December 2008 Archives

http://www.failme.net/failcast
Only delivered a year and half after the last one and since then Apple have wisely abandoned listing me in their iTunes podcast directory. Still, I'll aim to be on it month-on-month during 2009 unless no-one bothers subscribing. This 2 hour extravanganza was executed in the dead of night somewhere in deepest Muswell Hill. Neighbours were away and it was an excuse to push my ageing sound system to some kind of limit. All the music featured is stuff I've written about since the last podcast way back in July 2007.

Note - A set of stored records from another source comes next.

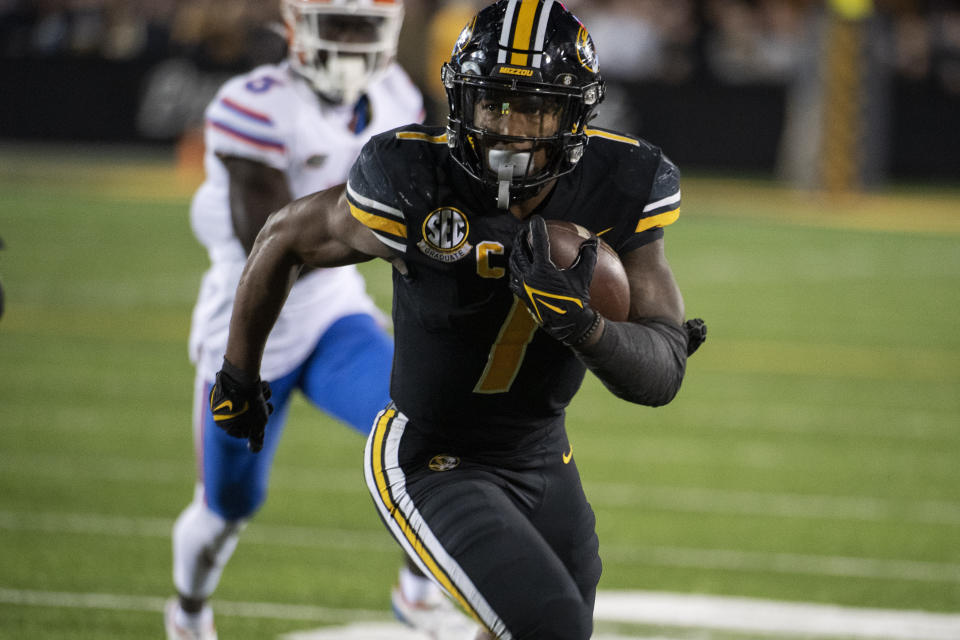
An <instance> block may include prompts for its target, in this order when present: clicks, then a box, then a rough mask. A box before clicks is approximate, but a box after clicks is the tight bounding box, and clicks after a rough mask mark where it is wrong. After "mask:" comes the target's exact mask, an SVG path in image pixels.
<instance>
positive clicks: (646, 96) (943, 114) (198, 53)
mask: <svg viewBox="0 0 960 640" xmlns="http://www.w3.org/2000/svg"><path fill="white" fill-rule="evenodd" d="M405 1H406V15H407V17H406V21H405V24H404V31H403V36H402V40H401V47H400V51H399V58H400V62H401V63H402V64H403V65H404V66H405V68H406V69H407V70H408V72H409V73H410V74H411V76H412V77H413V78H414V80H415V81H416V82H417V83H418V84H419V85H420V86H421V88H422V89H423V90H424V92H425V93H426V94H427V95H428V98H429V100H430V102H429V109H428V120H429V121H433V122H441V118H442V117H443V115H444V113H445V106H444V99H443V96H442V93H440V84H439V80H438V78H439V67H440V64H441V63H442V61H443V60H444V59H445V58H446V56H447V55H448V54H449V51H450V46H451V45H452V43H453V41H454V40H455V39H456V36H457V33H458V31H459V29H460V27H461V26H462V25H463V24H465V22H466V20H467V18H468V17H469V16H470V15H471V14H472V13H473V12H474V11H475V10H476V9H477V8H478V7H480V6H483V5H484V4H485V3H484V2H479V1H472V0H405ZM278 4H279V3H278V2H273V1H270V0H0V72H2V73H3V74H4V75H5V76H7V77H6V78H5V85H6V87H8V88H10V87H14V88H15V87H18V86H19V87H23V88H24V89H26V88H27V87H28V86H29V85H30V84H31V83H34V84H38V85H39V84H40V83H41V82H42V83H44V85H45V86H46V85H48V84H50V83H53V84H56V83H57V82H58V80H59V81H60V82H62V83H66V84H68V85H69V86H74V87H82V86H83V82H84V74H86V77H87V78H88V79H89V81H90V82H91V83H92V86H94V87H96V90H95V91H94V90H93V89H91V90H90V91H91V92H92V95H87V94H86V93H84V91H83V90H82V89H77V90H75V91H74V92H72V93H71V92H70V91H63V92H60V93H57V92H56V91H54V92H53V94H52V95H53V96H56V99H57V101H59V100H65V101H67V102H66V103H67V104H70V105H71V106H72V107H74V108H78V109H80V110H81V111H84V112H85V111H88V110H89V111H90V116H91V117H92V118H93V119H94V120H96V118H97V117H98V115H97V113H96V109H92V108H90V107H89V105H88V106H87V107H84V106H83V105H78V104H76V103H77V102H80V101H84V102H85V103H89V102H90V101H91V100H96V99H98V98H99V99H100V100H103V101H104V102H106V103H111V102H112V103H117V102H118V101H119V104H114V106H113V108H111V107H110V106H108V107H106V109H105V110H104V112H103V113H101V114H100V117H101V118H104V119H105V120H113V123H114V124H115V125H116V124H117V118H119V113H120V111H119V109H120V107H124V108H128V109H132V111H133V112H135V113H136V117H135V119H134V120H133V121H132V122H131V127H133V128H132V129H131V130H130V131H127V132H125V134H124V136H125V137H131V136H133V137H140V138H142V139H145V140H155V141H164V140H166V141H169V140H172V139H175V138H177V137H178V136H179V135H180V134H181V133H183V132H185V131H189V130H190V129H191V128H193V127H196V126H197V124H198V123H199V122H202V110H203V106H204V105H205V103H206V101H208V100H209V99H210V97H212V95H213V92H214V91H215V90H216V88H217V87H218V86H219V84H220V83H221V82H222V81H223V80H224V79H225V78H226V77H228V76H229V75H230V74H232V73H235V72H237V71H240V70H243V69H246V68H249V67H251V66H254V65H256V64H259V63H263V62H270V61H275V60H278V59H280V58H282V57H283V55H284V49H285V41H284V37H283V29H282V26H281V24H280V15H279V6H278ZM566 4H567V6H568V7H569V8H570V9H571V10H572V11H574V12H575V13H576V14H577V15H579V16H580V17H581V18H582V19H583V21H584V23H585V24H586V25H587V26H588V28H589V29H590V31H591V33H592V35H593V37H594V40H595V42H596V44H597V49H598V53H599V55H600V61H601V71H602V73H603V74H604V76H605V78H606V79H607V81H608V83H609V84H610V85H611V89H612V90H611V91H609V92H608V95H609V96H610V99H609V101H608V103H607V104H605V105H604V109H603V112H602V119H603V122H601V124H609V125H611V126H617V127H620V128H623V129H626V130H630V131H631V132H634V133H637V134H639V135H643V136H644V137H648V138H650V139H654V140H657V141H659V142H661V144H663V145H664V146H665V147H667V148H670V147H669V143H674V148H675V149H677V151H676V153H678V154H679V155H680V156H688V157H687V158H686V160H687V161H692V162H693V163H694V164H695V165H699V166H704V167H708V168H718V169H723V166H722V165H723V158H724V157H725V154H727V155H729V154H730V153H733V154H734V155H737V153H736V151H737V150H736V149H731V147H736V146H737V145H738V144H739V143H738V142H737V137H739V139H740V140H741V142H742V144H744V145H745V146H746V151H745V152H744V153H741V154H740V155H741V156H743V157H742V158H741V159H740V160H739V162H738V161H734V162H732V164H731V166H730V168H731V169H736V168H738V167H743V168H746V169H750V170H754V171H761V172H763V171H780V172H789V171H790V169H789V166H790V164H791V162H790V160H789V159H786V158H785V153H784V149H783V147H784V146H786V145H787V144H794V145H797V144H799V145H801V146H802V140H803V139H804V135H803V131H802V130H801V129H802V127H803V124H804V122H805V119H804V117H803V116H802V114H797V113H796V112H797V111H798V110H801V111H802V110H804V109H805V107H804V105H805V104H807V103H811V101H815V100H814V98H812V97H811V96H813V95H814V94H815V93H816V92H813V93H811V91H810V90H809V89H808V90H804V89H803V87H804V86H805V83H806V85H807V86H809V85H810V82H811V80H810V79H811V78H823V77H825V76H826V75H827V73H828V71H827V70H826V68H825V66H824V64H825V63H824V61H825V60H826V58H827V57H828V56H827V53H828V52H829V50H830V46H831V44H835V43H836V41H837V39H838V37H839V36H837V34H836V33H835V32H831V31H830V28H831V26H830V25H831V21H836V20H837V19H839V20H840V21H848V22H853V23H856V24H857V26H858V34H857V38H858V39H857V40H856V43H857V44H856V45H855V46H856V51H854V53H853V54H851V55H848V64H853V63H852V62H849V61H850V60H857V59H861V60H862V61H865V62H863V64H861V65H860V66H862V67H863V68H865V69H868V71H867V72H864V78H866V80H865V81H864V82H862V83H861V84H860V86H859V88H858V89H857V90H858V91H859V92H860V93H861V94H862V96H861V97H860V98H857V101H858V102H860V103H862V104H860V106H859V107H858V109H859V111H858V113H859V114H860V115H862V116H863V118H865V119H866V120H868V121H869V125H870V129H869V131H868V132H867V133H865V134H864V136H863V137H865V138H871V139H872V138H874V137H876V138H877V140H878V141H874V142H873V143H870V144H866V145H865V146H866V147H868V150H867V152H868V154H874V155H875V156H876V157H877V158H878V159H879V160H878V161H877V162H876V163H875V164H877V167H876V168H875V170H870V169H867V170H866V173H865V177H864V181H865V182H867V183H869V182H871V181H872V180H873V179H880V178H879V177H878V176H881V175H882V176H887V175H890V174H893V175H905V176H908V177H924V175H931V176H938V177H943V178H947V179H951V177H953V178H957V177H960V155H955V156H950V155H949V149H950V148H953V147H954V144H953V143H954V141H957V137H956V136H957V134H956V133H952V134H951V133H950V132H951V131H955V130H956V129H960V117H958V116H957V115H955V114H956V113H957V111H960V2H958V1H957V0H873V1H872V2H871V1H870V0H832V1H831V0H571V1H570V2H566ZM838 15H839V18H838ZM831 16H832V17H831ZM841 64H842V63H841ZM858 69H859V67H858ZM858 73H860V71H858ZM110 78H113V81H111V80H110ZM11 82H12V84H11ZM821 84H822V83H821ZM128 85H132V86H133V89H128V88H127V87H128ZM111 86H112V88H111ZM112 91H115V93H111V92H112ZM131 91H132V92H133V93H135V95H128V94H130V93H131ZM5 93H6V91H5ZM45 95H50V90H49V89H46V90H45V89H43V88H42V87H41V88H40V90H39V93H38V94H37V96H38V99H43V97H44V96H45ZM822 97H823V96H821V98H822ZM30 105H31V103H30V102H27V101H26V99H24V100H22V101H16V100H15V101H14V104H13V105H10V104H9V103H8V105H7V107H6V108H4V109H3V111H2V112H0V115H4V116H5V117H4V120H6V123H5V124H3V125H2V126H0V137H6V138H37V137H41V138H42V137H54V138H57V137H60V138H62V137H69V134H70V128H71V127H72V130H73V132H74V135H75V136H76V137H79V138H86V139H97V137H98V135H99V136H100V137H104V132H106V134H107V135H106V136H105V137H106V138H107V139H109V138H111V137H123V136H119V134H115V133H111V131H108V130H107V129H105V128H104V127H102V126H91V127H88V129H87V130H84V128H83V126H82V123H80V124H78V122H76V121H73V122H71V123H70V124H69V126H67V125H66V124H65V125H64V126H63V127H58V126H57V124H56V123H51V122H43V118H42V117H40V116H41V115H42V113H45V111H44V110H43V109H40V110H39V112H38V111H37V109H35V108H31V106H30ZM60 105H61V106H62V105H63V102H60ZM14 109H17V112H16V113H15V112H14ZM24 113H27V114H30V116H31V117H27V116H26V115H24ZM110 113H115V114H117V115H116V117H113V118H110V117H109V116H108V115H107V114H110ZM757 114H761V115H763V114H766V116H768V117H765V118H764V117H761V118H760V120H759V121H758V120H757V117H758V116H757ZM951 114H954V115H953V119H952V120H951V118H950V116H951ZM858 117H859V116H858ZM944 118H946V121H945V122H942V123H939V124H937V121H939V120H942V119H944ZM740 120H743V122H742V123H741V124H740V125H738V124H737V123H738V122H740ZM917 120H921V121H924V122H923V123H922V124H923V125H924V127H925V129H924V130H923V131H927V132H929V135H926V136H925V135H924V133H923V132H922V131H921V132H920V133H919V134H918V133H917V132H916V131H913V130H912V129H910V127H911V124H910V123H911V122H913V123H914V125H916V126H917V127H919V124H920V123H918V122H917ZM728 122H729V123H730V126H731V127H733V128H734V129H735V130H736V133H737V135H736V136H734V135H727V136H724V135H723V134H722V133H720V134H718V135H719V137H718V138H717V139H715V140H714V139H710V138H709V137H708V138H707V139H705V138H704V131H706V130H707V129H706V127H712V128H713V129H715V130H721V129H724V128H725V126H727V124H728ZM684 123H685V124H684ZM931 123H933V124H931ZM738 126H740V127H741V128H740V129H738V128H737V127H738ZM742 127H746V128H747V129H746V130H743V129H742ZM754 127H755V128H754ZM791 128H793V129H795V130H798V131H800V132H799V133H793V134H791ZM798 128H799V129H798ZM768 130H769V131H770V133H765V132H766V131H768ZM98 132H99V133H98ZM750 134H752V137H755V138H759V139H761V140H766V139H767V138H771V139H775V140H774V141H773V142H764V143H763V145H764V146H763V148H762V149H761V148H760V146H759V145H760V142H758V140H752V141H751V140H750V138H751V135H750ZM944 135H946V139H944ZM658 136H659V139H658ZM918 136H919V137H918ZM951 136H952V137H951ZM927 139H929V141H928V140H927ZM938 140H939V141H940V142H939V143H938V142H937V141H938ZM675 141H676V142H675ZM868 142H869V141H868ZM930 144H934V145H936V144H942V147H943V149H942V150H941V149H940V148H938V147H934V148H929V147H928V148H926V149H925V152H926V154H928V155H929V154H931V153H932V154H934V155H936V156H943V154H944V153H946V154H947V157H946V159H945V160H944V161H943V162H938V163H937V162H931V161H930V160H929V158H928V159H927V160H926V161H924V160H920V159H919V158H918V159H917V161H916V162H914V163H913V164H911V163H910V162H906V164H905V165H904V162H900V164H901V165H904V166H899V167H898V161H897V158H898V154H900V155H903V152H904V150H906V151H908V152H909V153H915V154H916V155H917V156H920V155H922V153H921V152H923V151H924V146H925V145H930ZM956 146H957V147H960V144H958V145H956ZM704 147H708V148H709V149H704ZM774 147H775V148H774ZM698 149H699V150H698ZM811 153H812V152H811ZM909 153H908V154H907V155H909ZM788 155H789V154H788ZM793 155H794V156H796V157H794V158H793V164H794V165H795V166H796V165H798V164H802V163H803V162H804V158H808V157H810V153H807V154H804V153H795V154H793ZM738 157H739V156H738ZM941 159H942V158H941ZM679 160H681V161H682V160H684V157H680V158H679ZM911 162H912V161H911ZM871 171H872V173H873V174H876V175H875V176H874V177H873V178H871ZM800 173H802V171H801V172H800ZM793 177H794V178H795V179H796V180H803V178H802V176H799V174H797V171H794V175H793Z"/></svg>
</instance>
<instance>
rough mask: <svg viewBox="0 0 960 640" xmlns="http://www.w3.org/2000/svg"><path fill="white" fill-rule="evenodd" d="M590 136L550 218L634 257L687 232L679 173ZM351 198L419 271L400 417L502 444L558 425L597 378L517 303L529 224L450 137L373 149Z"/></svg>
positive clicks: (630, 142)
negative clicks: (480, 179) (547, 333)
mask: <svg viewBox="0 0 960 640" xmlns="http://www.w3.org/2000/svg"><path fill="white" fill-rule="evenodd" d="M589 133H590V142H589V144H588V145H587V148H586V151H585V153H584V156H583V158H582V160H581V161H580V163H579V164H578V165H577V168H576V169H575V170H574V171H573V172H571V173H569V174H567V175H565V176H562V177H561V178H559V180H558V182H557V184H556V186H555V188H554V190H553V192H552V194H551V195H550V196H549V197H548V199H547V200H546V202H545V203H544V204H542V205H541V206H540V208H539V209H538V210H537V213H538V214H539V215H541V216H543V217H544V218H546V219H548V220H550V219H554V220H569V221H571V222H576V223H577V224H580V225H583V226H584V227H586V228H588V229H590V230H592V231H593V232H595V233H597V234H598V235H600V236H601V237H602V238H603V239H604V240H606V242H607V243H609V244H610V245H611V246H612V247H613V248H614V249H615V250H616V251H617V252H618V253H620V254H621V255H624V254H626V253H628V252H629V251H631V250H633V249H636V248H638V247H640V246H643V245H644V244H647V243H649V242H652V241H653V240H656V239H657V238H660V237H661V236H662V234H663V230H662V227H663V226H665V225H667V224H670V223H672V222H673V221H675V220H676V219H677V216H678V215H679V207H680V181H679V172H678V170H677V168H676V166H675V165H674V164H673V163H672V162H670V160H668V159H667V158H666V157H665V156H664V155H663V153H662V152H661V151H660V149H658V148H657V147H654V146H652V145H650V144H648V143H647V142H645V141H643V140H638V139H636V138H630V137H627V136H623V135H619V134H615V133H612V132H608V131H602V130H593V131H590V132H589ZM347 197H348V200H349V203H350V207H351V211H352V213H353V215H354V217H356V218H357V219H358V220H360V221H361V222H362V223H363V224H364V225H366V226H367V227H368V228H369V229H370V230H371V231H372V232H373V233H374V234H375V235H376V237H377V238H379V239H380V240H381V241H382V242H383V243H384V244H386V245H387V246H389V247H390V248H391V249H392V250H393V251H394V252H396V253H397V254H398V255H401V256H402V258H403V260H404V261H405V262H406V264H407V266H408V269H409V274H408V275H406V276H402V275H400V274H399V272H398V271H397V270H394V282H393V284H394V295H393V321H394V331H395V343H396V346H395V355H394V363H393V376H392V381H391V396H392V398H393V400H394V402H395V403H396V404H397V407H398V408H399V409H400V410H401V411H402V412H403V413H405V414H406V415H407V416H409V417H410V418H411V419H412V421H413V422H415V423H418V424H419V425H420V426H421V428H422V427H424V426H426V428H428V429H430V430H431V431H438V432H441V433H444V434H446V435H448V436H450V437H454V438H457V439H479V440H482V441H487V442H491V443H494V442H497V441H510V440H511V439H514V438H516V437H517V436H519V435H520V433H519V432H522V431H530V430H536V429H539V428H542V427H544V426H547V425H549V424H552V423H554V422H555V421H556V420H557V418H558V417H559V416H561V415H562V413H563V410H564V408H565V407H566V406H567V404H569V402H570V400H571V399H572V398H573V395H574V393H576V391H577V389H578V388H579V387H580V384H581V382H582V381H583V376H584V372H585V367H584V365H583V364H582V363H581V362H580V360H579V359H577V357H576V356H575V355H574V353H573V351H571V350H570V349H569V348H567V347H565V346H563V345H562V344H561V343H559V342H557V341H556V340H554V339H552V338H551V337H549V336H548V335H547V334H546V333H544V332H543V331H539V330H538V328H537V325H536V324H535V323H534V322H533V319H532V317H531V315H530V314H529V313H528V312H527V309H526V307H525V306H524V304H523V303H522V302H521V301H520V300H518V299H517V298H515V297H514V295H513V294H512V293H511V291H510V289H509V287H508V285H507V280H508V279H507V273H506V272H507V268H508V267H507V258H508V256H509V254H510V251H511V249H512V246H513V238H514V236H515V235H516V233H517V230H518V229H519V228H520V226H521V225H522V224H523V223H522V221H520V220H518V219H517V218H516V217H514V216H513V215H512V214H511V213H509V212H508V211H504V210H501V209H498V208H497V207H496V202H495V198H494V197H492V196H491V195H490V194H489V192H487V191H485V190H484V188H483V187H482V186H481V185H480V184H479V183H478V182H477V181H475V180H473V179H472V178H470V177H469V176H468V175H467V174H466V173H465V172H464V171H463V170H462V169H461V168H460V167H459V165H457V163H456V162H455V161H454V160H453V159H452V158H451V157H450V154H449V151H448V148H447V139H446V135H445V132H444V130H443V129H441V128H438V127H425V126H419V125H416V126H409V127H404V128H402V129H398V130H394V131H390V132H387V133H384V134H381V135H379V136H376V137H374V138H372V139H371V140H370V141H369V142H368V143H367V145H366V146H365V147H364V149H363V151H362V152H361V155H360V157H359V158H358V159H357V161H356V163H355V164H354V166H353V169H352V171H351V173H350V180H349V183H348V185H347ZM518 430H519V432H518Z"/></svg>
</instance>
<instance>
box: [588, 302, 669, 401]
mask: <svg viewBox="0 0 960 640" xmlns="http://www.w3.org/2000/svg"><path fill="white" fill-rule="evenodd" d="M574 351H575V352H576V354H577V356H578V357H579V358H580V360H582V361H583V363H584V364H585V365H587V368H588V369H590V370H591V371H593V373H594V374H596V376H597V377H598V378H600V381H601V382H603V384H604V386H605V387H607V389H609V390H610V391H611V393H613V394H614V395H615V396H617V397H618V398H621V399H623V400H627V401H629V402H635V403H637V404H642V405H647V406H650V407H659V406H662V405H665V404H667V403H668V402H670V401H671V400H673V398H674V396H676V395H677V392H678V391H679V390H680V383H681V382H683V374H684V372H685V370H686V366H687V334H686V332H685V331H684V330H683V328H682V327H680V326H677V325H675V324H673V323H672V322H670V321H667V320H659V319H648V320H643V321H641V322H611V321H610V320H606V321H605V326H604V329H603V334H602V335H601V336H600V339H599V340H598V341H597V342H595V343H594V344H592V345H590V346H589V347H581V348H575V349H574Z"/></svg>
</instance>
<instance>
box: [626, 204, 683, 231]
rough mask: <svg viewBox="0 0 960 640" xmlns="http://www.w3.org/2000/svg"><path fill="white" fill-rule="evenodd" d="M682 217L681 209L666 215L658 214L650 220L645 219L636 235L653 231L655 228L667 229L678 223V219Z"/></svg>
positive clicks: (643, 221)
mask: <svg viewBox="0 0 960 640" xmlns="http://www.w3.org/2000/svg"><path fill="white" fill-rule="evenodd" d="M679 217H680V209H674V210H673V211H667V212H665V213H658V214H657V215H655V216H650V217H649V218H644V219H643V220H641V221H640V224H638V225H637V230H636V233H640V232H641V231H646V230H647V229H653V228H654V227H665V226H667V225H668V224H673V223H674V222H676V221H677V218H679Z"/></svg>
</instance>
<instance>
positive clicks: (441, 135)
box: [397, 131, 447, 144]
mask: <svg viewBox="0 0 960 640" xmlns="http://www.w3.org/2000/svg"><path fill="white" fill-rule="evenodd" d="M397 140H419V141H421V142H429V143H431V144H446V143H447V134H446V133H444V134H442V135H439V136H429V135H427V134H425V133H420V132H419V131H400V132H399V133H397Z"/></svg>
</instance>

Its a cack-handed mix, I think I'll eventually abandon the idea of 'mixing' and just play tracks in their entirely seperated by either a gap or test-tone or something. Some of the dancier numbers do align up nicely but sometimes the narrative of the mix is interrupted by blends. Plus I'm shit at using Traktor....

Arne Weinberg presents Onmutu Mechanicks: Blossom / Hypophysica (Echocord Colour) - 12"
Luke Hess & Marko Furstenberg: Campfire Dialogue (Echocord Colour) - 12"
Quantec: Ray Of Hope EP (Echocord Colour) - 12"
Sebastien San: Jupiter / Juno EP (Echocord Colour) - 12"
Totally designed to appeal to the vinyl collector mentality. Denmark's Echocord kick start an offshoot label that presents limited run coloured vinyl presented in natty paper sleeves. Filed under 'Dub Techno', it never ceases to amaze me how much mileage artists have managed to extract from this seemingly limited genre.
Arne Weinberg swaggers in with a confident two-tracker. 'Blossom' flirts with the idea of melody but really lets the 4/4 kick do all the talking whilst the flipside drifts on a sustained chord, a la Luomo. The second 12" focusses more on dancefloor dynamics; both tracks revelling in Detroit-bound chordplay, reflective percussion and underpinned house propulsion. Hess's drips with tension although Furstenberg's effort just edges ahead with the 'deepness' quotient.
Quantec is a bit of an expert at all this low-end theory dance music (11 releases in 2 years), so its surprising to hear his contribution falling a little flat. The title track meanders and does very little before quickly fading out without having said much. The remix has more success as it twists the original into a dubstep-inspired shuffle that further binds the two genres together. But Sebastien Sen wins over all with a deceptively simple, reductionist 12" that bypasses all things dubby and German and focusses on Motor-City clatter. A slow brooding exercise in rhythm that seems to do nothing, but is actually doing loads.